Extraído de Desencajada, 2020. Narrado por Maiia Kosynova

Margaryta Yakovenko, Ucrania, 1992

Tengo siete años y estoy con mi madre en un andén. Esperamos de pie, no nos sentamos. Los bancos están tan helados que el hielo nos desgarraría la lana de los abrigos. Creo que mi madre no está triste pero prefiere no hablarme. Yo no me callo. Pego saltitos de un pie a otro mientras ella repasa el contenido de su bolso una y otra vez. Le pregunto a qué hora llegará el tren. Mi madre me dice que me esté quieta. Cierra de nuevo el bolso y me coge de la mano para que deje de saltar. Con la otra mano agarra un macuto con ruedas con todas nuestras cosas. Lleva un abrigo negro, casi hasta el suelo, y el pelo muy corto a lo garçon. Rubio. Sus ojos verdes están maquillados con rímel y una sombra marrón. Sus labios sin pintar. La nariz roja por el frío. Mi madre tiene veintisiete años y está abandonando su país con su hija de la mano. En el bolso lleva un pasaporte con un visado abierto por la embajada de España en Kiev. Hoy es 20 de diciembre de 1999.

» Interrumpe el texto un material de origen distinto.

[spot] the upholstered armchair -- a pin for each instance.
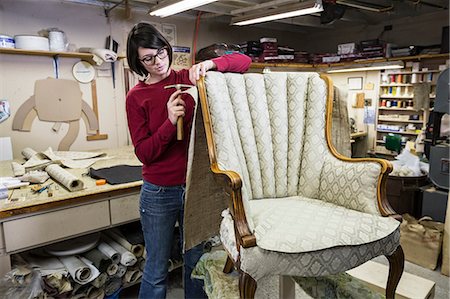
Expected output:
(297, 207)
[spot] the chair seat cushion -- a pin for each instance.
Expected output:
(259, 262)
(298, 224)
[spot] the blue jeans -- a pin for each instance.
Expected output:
(160, 208)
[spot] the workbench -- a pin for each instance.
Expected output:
(35, 219)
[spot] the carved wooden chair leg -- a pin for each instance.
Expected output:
(247, 286)
(229, 264)
(396, 265)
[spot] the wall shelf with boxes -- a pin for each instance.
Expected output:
(400, 108)
(83, 56)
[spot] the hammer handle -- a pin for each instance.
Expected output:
(180, 130)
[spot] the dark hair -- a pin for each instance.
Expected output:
(147, 36)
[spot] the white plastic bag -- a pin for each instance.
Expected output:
(407, 164)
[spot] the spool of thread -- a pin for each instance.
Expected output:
(3, 192)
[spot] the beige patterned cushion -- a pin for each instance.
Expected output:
(259, 262)
(298, 224)
(351, 185)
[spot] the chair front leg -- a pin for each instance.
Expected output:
(229, 265)
(396, 265)
(247, 286)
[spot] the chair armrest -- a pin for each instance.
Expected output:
(357, 183)
(384, 207)
(232, 183)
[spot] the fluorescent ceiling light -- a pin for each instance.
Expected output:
(369, 67)
(283, 12)
(171, 7)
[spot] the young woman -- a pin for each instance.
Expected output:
(152, 113)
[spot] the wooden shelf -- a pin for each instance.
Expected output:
(411, 73)
(396, 85)
(400, 133)
(83, 56)
(395, 97)
(261, 65)
(401, 121)
(398, 109)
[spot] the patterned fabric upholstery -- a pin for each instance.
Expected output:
(259, 262)
(311, 213)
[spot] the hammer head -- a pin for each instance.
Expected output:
(178, 86)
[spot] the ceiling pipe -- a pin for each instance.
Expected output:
(416, 2)
(274, 3)
(365, 6)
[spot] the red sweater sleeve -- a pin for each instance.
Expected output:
(236, 63)
(148, 147)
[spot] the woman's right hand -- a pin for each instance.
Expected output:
(175, 107)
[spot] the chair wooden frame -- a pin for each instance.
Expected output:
(232, 183)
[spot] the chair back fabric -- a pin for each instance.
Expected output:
(270, 128)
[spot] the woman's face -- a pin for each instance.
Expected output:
(155, 61)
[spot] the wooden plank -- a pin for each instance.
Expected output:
(83, 56)
(375, 275)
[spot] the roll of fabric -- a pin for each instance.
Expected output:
(97, 294)
(121, 270)
(79, 291)
(141, 263)
(132, 275)
(93, 292)
(112, 285)
(126, 257)
(80, 271)
(98, 259)
(112, 269)
(100, 280)
(136, 249)
(56, 284)
(17, 169)
(68, 180)
(110, 252)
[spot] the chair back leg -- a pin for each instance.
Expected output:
(247, 286)
(396, 265)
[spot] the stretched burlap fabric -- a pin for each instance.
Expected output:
(340, 128)
(446, 242)
(205, 200)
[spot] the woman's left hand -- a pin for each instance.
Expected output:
(200, 69)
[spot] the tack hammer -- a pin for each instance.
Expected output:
(180, 131)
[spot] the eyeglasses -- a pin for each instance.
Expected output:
(150, 59)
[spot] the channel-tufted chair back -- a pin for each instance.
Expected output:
(291, 192)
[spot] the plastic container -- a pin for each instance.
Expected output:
(403, 193)
(31, 42)
(6, 41)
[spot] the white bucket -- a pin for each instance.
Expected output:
(57, 41)
(6, 41)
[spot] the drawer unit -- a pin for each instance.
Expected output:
(124, 209)
(46, 227)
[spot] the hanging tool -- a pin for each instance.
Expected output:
(97, 135)
(112, 45)
(180, 131)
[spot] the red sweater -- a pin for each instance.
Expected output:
(164, 158)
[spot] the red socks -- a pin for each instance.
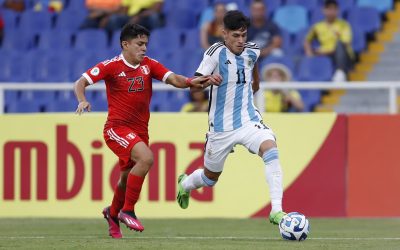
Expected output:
(133, 188)
(118, 201)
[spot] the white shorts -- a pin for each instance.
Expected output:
(220, 144)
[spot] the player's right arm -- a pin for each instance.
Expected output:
(79, 89)
(99, 72)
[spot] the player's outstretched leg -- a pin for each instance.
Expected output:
(183, 196)
(195, 180)
(273, 174)
(113, 224)
(127, 214)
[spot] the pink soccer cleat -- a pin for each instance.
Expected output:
(113, 224)
(130, 220)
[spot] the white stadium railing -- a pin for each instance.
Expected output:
(391, 87)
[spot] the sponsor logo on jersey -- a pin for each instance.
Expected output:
(130, 136)
(145, 69)
(95, 71)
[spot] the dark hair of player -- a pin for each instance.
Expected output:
(131, 31)
(236, 20)
(329, 3)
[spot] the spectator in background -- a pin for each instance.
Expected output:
(147, 13)
(280, 100)
(198, 102)
(264, 32)
(334, 36)
(99, 12)
(15, 5)
(50, 5)
(211, 32)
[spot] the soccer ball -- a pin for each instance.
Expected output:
(294, 226)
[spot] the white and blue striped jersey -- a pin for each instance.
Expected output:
(231, 103)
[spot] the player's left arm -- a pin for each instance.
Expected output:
(256, 79)
(180, 81)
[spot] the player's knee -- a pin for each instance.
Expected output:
(209, 178)
(270, 155)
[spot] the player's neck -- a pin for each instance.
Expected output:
(130, 60)
(230, 49)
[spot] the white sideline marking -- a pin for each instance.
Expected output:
(190, 238)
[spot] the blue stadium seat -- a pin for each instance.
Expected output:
(195, 5)
(61, 106)
(359, 42)
(15, 66)
(76, 5)
(317, 68)
(366, 19)
(17, 39)
(50, 67)
(272, 5)
(91, 39)
(40, 97)
(192, 39)
(182, 19)
(292, 18)
(70, 20)
(55, 39)
(34, 22)
(235, 4)
(310, 5)
(285, 60)
(382, 5)
(10, 19)
(191, 60)
(23, 106)
(158, 39)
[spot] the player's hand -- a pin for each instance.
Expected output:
(215, 79)
(200, 82)
(82, 106)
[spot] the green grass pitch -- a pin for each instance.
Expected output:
(213, 234)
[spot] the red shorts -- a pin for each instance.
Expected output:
(121, 140)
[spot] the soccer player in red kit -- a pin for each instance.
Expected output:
(128, 80)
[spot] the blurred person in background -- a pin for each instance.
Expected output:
(280, 100)
(147, 13)
(334, 36)
(15, 5)
(211, 32)
(49, 5)
(265, 33)
(99, 11)
(198, 102)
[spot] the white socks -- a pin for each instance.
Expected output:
(194, 180)
(273, 174)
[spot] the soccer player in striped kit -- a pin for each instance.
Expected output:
(233, 118)
(128, 79)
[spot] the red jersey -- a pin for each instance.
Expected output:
(129, 89)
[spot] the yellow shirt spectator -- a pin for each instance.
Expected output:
(134, 6)
(103, 4)
(328, 34)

El tren arranca con un movimiento brusco y empieza a coger velocidad mientras salimos de la estación y enfilamos el camino por los campos cubiertos de un blanco impoluto. Quiero decirle a mi madre lo bien que estaría correr por esa nieve pero cuando me giro para mirarla tiene una expresión extraña. Ahora sí que está triste. Mira por la ventana fijamente, pero sus ojos no enfocan nada en concreto, es como si sólo viera el cristal pero no lo que hay detrás. De pronto, quita con un movimiento brusco una lágrima que empezaba a escurrirse por una de sus mejillas. La imagen me parece tan violenta que desvío la mirada y yo también miro por la ventana. El hielo brillaba en las ramas y la nieve me llegaba hasta las rodillas el día que nos marchamos.

En aquella época era demasiado pequeña para entender nada de lo que ocurría. Solo sabía que cuando iba a un supermercado con mi madre no podía pedir nada. Ni dulces, ni chocolate, ni galletas. Solo sabía que si me caía corriendo en el colegio y me rompía los leotardos mi madre se enfadaría mucho. Una noche escuché a mis padres discutir en la cocina: «¿Es que no lo entiendes? No podemos seguir así.» El que habla es mi padre. Mi madre no contesta. Mi padre vuelve a decir: «Yo también llevo sin cobrar seis meses, no sé si lo recuerdas, y tampoco voy a ver cómo os morís de hambre Dasha y tú». Mi madre vuelve a callar. Detrás de la puerta yo empiezo a llorar en silencio. No entiendo la mitad de la conversación pero sé que no quiero que mi padre se vaya a Europa, sea ese el lugar que sea.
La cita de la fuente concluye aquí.